Ed, my neighbour next door, just shook his head when I told him I was going to buy an electric violin. "It seems to me, you have done enough ear damage with your old violin. Amplifying the sound would only be hazardous to everyone's hearing, that is, if anyone should be unlucky enough to hear you," Ed informed me with total bluntness.
Of course, Ed wanted to know how much an electric violin would cost me. I asked Ed if he wanted to know the cost because he would pay me the price of the violin to keep me from buying it. "Not on your life," Ed responded. "Winter is coming and you'll be practising in your basement where I can't hear you anyway, and by next summer you'll have lost interest or driven yourself crazy."
"A new instrument can't make up for your lack of talent," Ed added.
Ed makes a very valid point in that I do lack natural talent when it comes to playing the violin, electric or not. How much can practice erase my lack of musical talent? I have taken years of violin lessons and I still sound like a brand new beginner. Perhaps I shouldn't take up my old hobby of trying to play the violin, because the electric violin could make my playing sound worse instead of better.
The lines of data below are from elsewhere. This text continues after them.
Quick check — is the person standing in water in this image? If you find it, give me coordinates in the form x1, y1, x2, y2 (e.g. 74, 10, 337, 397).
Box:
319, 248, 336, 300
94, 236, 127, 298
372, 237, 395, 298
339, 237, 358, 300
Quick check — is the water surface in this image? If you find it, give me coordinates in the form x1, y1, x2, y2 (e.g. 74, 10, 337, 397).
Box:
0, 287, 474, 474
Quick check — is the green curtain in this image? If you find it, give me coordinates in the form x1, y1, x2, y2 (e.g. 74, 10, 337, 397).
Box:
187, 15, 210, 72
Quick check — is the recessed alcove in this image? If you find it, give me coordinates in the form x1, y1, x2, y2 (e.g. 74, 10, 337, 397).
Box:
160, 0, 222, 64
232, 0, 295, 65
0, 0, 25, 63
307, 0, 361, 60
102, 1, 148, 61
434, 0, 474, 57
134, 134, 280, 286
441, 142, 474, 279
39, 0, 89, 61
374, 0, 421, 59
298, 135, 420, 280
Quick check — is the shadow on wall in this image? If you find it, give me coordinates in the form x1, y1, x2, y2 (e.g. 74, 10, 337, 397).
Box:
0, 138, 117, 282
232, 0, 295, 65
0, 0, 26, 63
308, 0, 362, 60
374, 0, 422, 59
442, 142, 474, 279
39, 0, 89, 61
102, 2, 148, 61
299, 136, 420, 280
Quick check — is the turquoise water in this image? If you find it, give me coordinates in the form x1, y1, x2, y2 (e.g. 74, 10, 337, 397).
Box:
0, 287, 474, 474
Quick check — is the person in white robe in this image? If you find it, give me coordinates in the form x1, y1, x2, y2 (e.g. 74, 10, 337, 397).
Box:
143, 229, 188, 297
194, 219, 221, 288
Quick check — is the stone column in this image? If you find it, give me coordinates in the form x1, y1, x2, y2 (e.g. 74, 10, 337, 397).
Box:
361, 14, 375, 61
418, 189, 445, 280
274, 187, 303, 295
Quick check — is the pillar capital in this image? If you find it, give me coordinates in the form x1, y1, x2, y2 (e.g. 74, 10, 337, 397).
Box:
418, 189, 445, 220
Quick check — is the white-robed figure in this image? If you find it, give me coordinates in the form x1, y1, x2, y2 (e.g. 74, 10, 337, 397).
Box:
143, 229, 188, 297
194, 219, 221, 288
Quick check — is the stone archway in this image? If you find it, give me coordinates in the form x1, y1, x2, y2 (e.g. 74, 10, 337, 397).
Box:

Ed believes shovelling driveways for pay would be a better hobby for me this winter. I find this a little strange as he himself never shovels. He always uses his snowblower. Time will tell if the new electric violin becomes a reality but, for sure, I'm passing on the hobby of shovelling driveways this winter.
If I decide to play an electric violin, do I have the determination to keep at it? It doesn't matter what Ed my neighbour thinks. What matters most is my own determination about the hobby I choose.
In the Bible, Job had great wealth and a large family. Then, the both of them were destroyed. He also went from healthy to sick and suffering without any hint of relief. Job didn't have the luxury of a hobby, but spent his time in the ashes trying to manage his endless pain by scraping, with a piece of broken pottery, the painful sores from the soles of his feet to the top of his head.
There was no answer as to why Job was suffering in so many terrible ways. Job was determined he would not blame God for all the loss and suffering he was facing. His wife saw him as cursed by God and demanded Job curse God and die. His three friends were sure Job must be guilty of some sin and that he needed to confess his sin before God, so God might perhaps forgive him and heal him.
Job was determined to be patient before God. He would not blame God for his pain. He also would not try to bargain with God to find a way out of his suffering. He placed himself at the mercy of God not knowing how it might turn out. His determination held until God healed and restored him.
It is always about God's mercy and our determination to wait for it to heal and restore us.